The finished goods churned out by the country’s factories soared 539.7 percent year-on-year in August due to the base effects from lower output amid last year’s stringent lockdowns.
The Philippine Statistics Authority’s (PSA) monthly integrated survey of selected industries (Missi) report for August released Thursday showed a dramatic reversal of the 82.2-percent drop in the volume of production index (VoPI), a proxy for factory output.
As oil giant Petron Corp. resumed its refinery operations in the middle of this year, the volume of locally produced manufactured coke and refined petroleum products skyrocketed by 3,800.9 percent year-on-year last August.

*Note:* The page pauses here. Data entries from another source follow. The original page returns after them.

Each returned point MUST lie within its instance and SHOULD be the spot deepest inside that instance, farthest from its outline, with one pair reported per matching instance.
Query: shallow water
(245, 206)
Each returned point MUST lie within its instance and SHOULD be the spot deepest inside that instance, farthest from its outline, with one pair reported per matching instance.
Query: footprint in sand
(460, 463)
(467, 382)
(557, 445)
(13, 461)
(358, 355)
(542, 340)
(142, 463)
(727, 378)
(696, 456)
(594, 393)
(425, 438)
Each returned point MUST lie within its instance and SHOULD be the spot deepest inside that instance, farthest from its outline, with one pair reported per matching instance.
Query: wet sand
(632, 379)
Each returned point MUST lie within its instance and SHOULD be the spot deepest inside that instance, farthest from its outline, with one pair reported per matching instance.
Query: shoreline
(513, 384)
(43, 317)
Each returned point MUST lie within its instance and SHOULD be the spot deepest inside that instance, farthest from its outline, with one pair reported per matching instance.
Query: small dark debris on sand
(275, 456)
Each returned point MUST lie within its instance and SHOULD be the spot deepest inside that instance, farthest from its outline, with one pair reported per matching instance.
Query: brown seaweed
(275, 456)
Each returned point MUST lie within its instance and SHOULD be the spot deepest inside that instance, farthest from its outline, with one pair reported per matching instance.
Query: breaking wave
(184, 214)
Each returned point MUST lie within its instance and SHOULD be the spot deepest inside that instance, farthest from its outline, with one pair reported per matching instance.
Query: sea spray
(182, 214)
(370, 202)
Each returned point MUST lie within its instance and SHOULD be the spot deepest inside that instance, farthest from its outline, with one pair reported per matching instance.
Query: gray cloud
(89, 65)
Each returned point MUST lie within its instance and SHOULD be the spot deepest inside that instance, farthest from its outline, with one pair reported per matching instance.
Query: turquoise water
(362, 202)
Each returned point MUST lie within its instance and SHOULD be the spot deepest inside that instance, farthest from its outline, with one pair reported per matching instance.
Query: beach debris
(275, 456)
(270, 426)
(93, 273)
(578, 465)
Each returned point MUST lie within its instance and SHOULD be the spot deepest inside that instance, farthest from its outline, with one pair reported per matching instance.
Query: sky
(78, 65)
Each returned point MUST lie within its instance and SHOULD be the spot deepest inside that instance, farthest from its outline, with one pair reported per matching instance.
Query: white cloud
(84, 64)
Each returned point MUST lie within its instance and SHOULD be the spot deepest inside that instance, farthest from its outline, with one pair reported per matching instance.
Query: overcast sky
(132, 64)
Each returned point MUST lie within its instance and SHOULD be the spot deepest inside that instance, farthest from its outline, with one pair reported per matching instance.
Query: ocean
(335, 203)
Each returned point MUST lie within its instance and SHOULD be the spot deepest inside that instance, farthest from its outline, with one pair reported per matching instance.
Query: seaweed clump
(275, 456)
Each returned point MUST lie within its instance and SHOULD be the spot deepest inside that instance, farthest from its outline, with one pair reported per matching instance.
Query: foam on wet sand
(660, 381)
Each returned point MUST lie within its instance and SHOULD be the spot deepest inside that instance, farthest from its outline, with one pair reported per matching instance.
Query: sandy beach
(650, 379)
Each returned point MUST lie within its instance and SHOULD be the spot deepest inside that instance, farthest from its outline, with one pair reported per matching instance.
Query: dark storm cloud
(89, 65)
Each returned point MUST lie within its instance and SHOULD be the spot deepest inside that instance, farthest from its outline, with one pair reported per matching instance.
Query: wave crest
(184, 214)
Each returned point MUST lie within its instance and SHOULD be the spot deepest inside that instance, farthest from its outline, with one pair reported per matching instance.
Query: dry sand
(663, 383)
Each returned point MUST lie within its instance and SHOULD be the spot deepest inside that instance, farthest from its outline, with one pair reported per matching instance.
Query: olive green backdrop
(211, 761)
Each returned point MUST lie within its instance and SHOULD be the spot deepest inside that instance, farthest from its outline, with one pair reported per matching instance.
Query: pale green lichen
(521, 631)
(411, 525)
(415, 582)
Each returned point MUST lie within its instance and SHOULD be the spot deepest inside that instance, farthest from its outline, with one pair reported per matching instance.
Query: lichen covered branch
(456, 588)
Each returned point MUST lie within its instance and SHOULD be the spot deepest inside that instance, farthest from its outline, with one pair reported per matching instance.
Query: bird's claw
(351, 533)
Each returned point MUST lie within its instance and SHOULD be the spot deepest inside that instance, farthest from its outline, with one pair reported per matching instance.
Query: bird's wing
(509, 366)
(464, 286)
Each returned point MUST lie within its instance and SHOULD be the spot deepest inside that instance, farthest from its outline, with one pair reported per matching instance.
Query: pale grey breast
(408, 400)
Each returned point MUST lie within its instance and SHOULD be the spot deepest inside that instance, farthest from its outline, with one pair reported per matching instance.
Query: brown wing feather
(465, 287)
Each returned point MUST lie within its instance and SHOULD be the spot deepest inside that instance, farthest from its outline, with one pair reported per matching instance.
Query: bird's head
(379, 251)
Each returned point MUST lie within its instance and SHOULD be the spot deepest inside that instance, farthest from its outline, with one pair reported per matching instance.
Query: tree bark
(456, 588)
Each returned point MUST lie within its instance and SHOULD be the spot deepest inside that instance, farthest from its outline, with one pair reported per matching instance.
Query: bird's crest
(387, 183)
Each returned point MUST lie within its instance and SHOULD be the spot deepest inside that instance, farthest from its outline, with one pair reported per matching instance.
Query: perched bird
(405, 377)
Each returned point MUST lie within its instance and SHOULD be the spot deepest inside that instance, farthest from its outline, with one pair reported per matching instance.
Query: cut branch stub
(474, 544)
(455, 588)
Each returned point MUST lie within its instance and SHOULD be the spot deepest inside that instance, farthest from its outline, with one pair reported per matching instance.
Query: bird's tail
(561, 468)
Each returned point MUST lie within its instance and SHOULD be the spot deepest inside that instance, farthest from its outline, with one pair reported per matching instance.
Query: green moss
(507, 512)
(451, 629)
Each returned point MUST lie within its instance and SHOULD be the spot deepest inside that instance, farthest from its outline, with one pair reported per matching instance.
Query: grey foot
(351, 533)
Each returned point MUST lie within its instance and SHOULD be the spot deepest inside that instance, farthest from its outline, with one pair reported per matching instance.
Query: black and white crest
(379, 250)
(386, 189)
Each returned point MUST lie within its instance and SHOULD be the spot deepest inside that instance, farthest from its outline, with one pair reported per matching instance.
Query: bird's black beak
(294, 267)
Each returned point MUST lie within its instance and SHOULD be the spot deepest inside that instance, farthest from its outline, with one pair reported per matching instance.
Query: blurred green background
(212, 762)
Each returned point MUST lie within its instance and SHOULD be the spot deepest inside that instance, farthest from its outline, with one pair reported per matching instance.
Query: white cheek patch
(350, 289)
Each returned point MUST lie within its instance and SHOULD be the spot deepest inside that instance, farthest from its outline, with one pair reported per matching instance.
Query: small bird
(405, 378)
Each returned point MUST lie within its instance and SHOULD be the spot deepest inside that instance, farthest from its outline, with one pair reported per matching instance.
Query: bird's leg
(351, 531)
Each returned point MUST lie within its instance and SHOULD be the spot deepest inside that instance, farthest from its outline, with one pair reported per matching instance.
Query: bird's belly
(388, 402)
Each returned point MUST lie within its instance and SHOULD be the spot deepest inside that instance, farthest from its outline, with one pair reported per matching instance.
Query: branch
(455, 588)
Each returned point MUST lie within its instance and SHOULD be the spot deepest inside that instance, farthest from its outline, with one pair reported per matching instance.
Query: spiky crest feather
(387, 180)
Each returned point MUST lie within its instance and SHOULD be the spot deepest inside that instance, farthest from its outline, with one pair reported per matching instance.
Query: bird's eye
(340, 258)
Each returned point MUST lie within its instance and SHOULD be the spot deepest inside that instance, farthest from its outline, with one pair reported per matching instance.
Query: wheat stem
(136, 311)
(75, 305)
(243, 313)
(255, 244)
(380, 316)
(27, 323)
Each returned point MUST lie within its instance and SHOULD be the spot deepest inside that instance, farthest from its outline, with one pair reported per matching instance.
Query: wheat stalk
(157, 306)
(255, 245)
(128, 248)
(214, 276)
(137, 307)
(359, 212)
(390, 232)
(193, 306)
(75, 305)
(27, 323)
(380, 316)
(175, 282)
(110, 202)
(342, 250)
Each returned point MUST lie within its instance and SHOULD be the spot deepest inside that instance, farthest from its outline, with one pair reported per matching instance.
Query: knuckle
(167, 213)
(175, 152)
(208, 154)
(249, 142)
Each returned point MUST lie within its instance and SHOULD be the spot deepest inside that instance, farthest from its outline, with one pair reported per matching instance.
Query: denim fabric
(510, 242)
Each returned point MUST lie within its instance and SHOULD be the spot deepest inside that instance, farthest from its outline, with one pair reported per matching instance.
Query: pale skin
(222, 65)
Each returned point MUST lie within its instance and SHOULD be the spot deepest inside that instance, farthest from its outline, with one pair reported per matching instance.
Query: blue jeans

The PSA said 16 of the 22 manufacturing sectors covered by Missi posted VoPI growth in August, while tobacco manufacturing posted the biggest year-on-year volume decline of 53.8 percent that month.
The value of production index (VaPI) also climbed by 523.3 percent year-on-year last August, reversing the 83.1-percent decline a year ago.
As the volume of manufactured coke and refined petroleum surged, their corresponding value also increased by 4,388.7 percent year-on-year that month.
The PSA said 14 industries recorded year-on-year VaPI growth, while the cigarette industry’s output was also 53.8-percent lower in value compared to a-year-ago levels.
The sustained strong year-on-year growth in VoPI and VaPI in August followed the record-high jumps of 539.7 percent and 528.7 percent, respectively, registered last July.